Well, I hadn't expected much different. I nodded, all my attention focused on the form on the tilted table. I held up a hand to ask the two men not to speak.

I approached Helen. From her neck down, she was covered by a sheet. Her hair had been brushed. The hum of her presence filled my head. Her soul was still there. That was very unexpected. I jerked with surprise. For the soul to linger three days after death, especially when the body had been found, was almost unprecedented. I knew I would get more information since she was still intact. But I felt full of pity. My neck muscles began to jerk, almost imperceptibly, because I wasn't trying to search for her, she was right in front of me. And she was intact.

The funeral home director was eyeing me with ill-concealed disgust. "She's there," I said very softly, and I saw Gleason's face go slack with horror.
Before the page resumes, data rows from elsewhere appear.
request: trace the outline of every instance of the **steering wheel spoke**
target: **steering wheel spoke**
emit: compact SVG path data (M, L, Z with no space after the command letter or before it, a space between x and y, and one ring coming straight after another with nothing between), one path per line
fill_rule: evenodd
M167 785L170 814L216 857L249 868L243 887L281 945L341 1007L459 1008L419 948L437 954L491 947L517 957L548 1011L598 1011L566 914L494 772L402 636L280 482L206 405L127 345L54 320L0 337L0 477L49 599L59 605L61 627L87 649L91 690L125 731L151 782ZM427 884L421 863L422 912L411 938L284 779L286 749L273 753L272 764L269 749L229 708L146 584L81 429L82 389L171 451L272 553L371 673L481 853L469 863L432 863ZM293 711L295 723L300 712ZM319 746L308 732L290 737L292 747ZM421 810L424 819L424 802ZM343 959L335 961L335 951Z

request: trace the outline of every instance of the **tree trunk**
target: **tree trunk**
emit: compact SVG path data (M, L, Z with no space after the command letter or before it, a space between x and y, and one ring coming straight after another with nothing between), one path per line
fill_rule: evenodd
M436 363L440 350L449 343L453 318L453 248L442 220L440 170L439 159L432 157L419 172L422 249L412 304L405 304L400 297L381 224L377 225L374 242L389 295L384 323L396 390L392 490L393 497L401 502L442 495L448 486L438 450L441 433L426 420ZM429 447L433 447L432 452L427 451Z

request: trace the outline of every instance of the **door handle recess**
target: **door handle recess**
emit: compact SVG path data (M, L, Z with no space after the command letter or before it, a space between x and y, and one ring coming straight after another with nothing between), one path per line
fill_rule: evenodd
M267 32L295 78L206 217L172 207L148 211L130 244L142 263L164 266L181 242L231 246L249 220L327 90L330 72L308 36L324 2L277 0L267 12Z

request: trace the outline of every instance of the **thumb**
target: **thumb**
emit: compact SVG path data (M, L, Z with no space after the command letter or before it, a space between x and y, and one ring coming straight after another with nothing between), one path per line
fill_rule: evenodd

I glanced at Tolliver, and he nodded, understanding. "I'm just going to touch her," I explained to Gleason. "With respect."

I stared down at Helen's battered face, my neck and facial muscles relaxing finally. All the bruising made her look as if someone had painted her in shades of dark. Under the edge of the sheet, my fingertips made contact with the skin of her shoulder.

From a distance, I could hear myself gasp—a deep, throaty, alarmed sound. I could see the arm upraised, the arm that held a candlestick. I was crouching down, trying to avoid the blow. The arm was a man's, in a long sleeve. An overwhelming sense of betrayal and shock. The glimpse of the descending arm. Pain and disillusionment, bitterness, the hope of resurrection, a terrifying blend of final emotions. And then nothing, nothing, nothing.

"I know," I whispered. "You can go, now."

And the soul of Helen Hopkins left her body.

This had only happened to me once before. I hadn't known what to do then, had only stumbled on the presence of the dead person by accident. This is what leads to the stories of haunting. The soul wants some acknowledgment of its struggle; the agony involved in the death of the body, and the emotional turmoil of being killed, somehow adhere the soul to the body. If not addressed before burial, this adhesion leads to hauntings.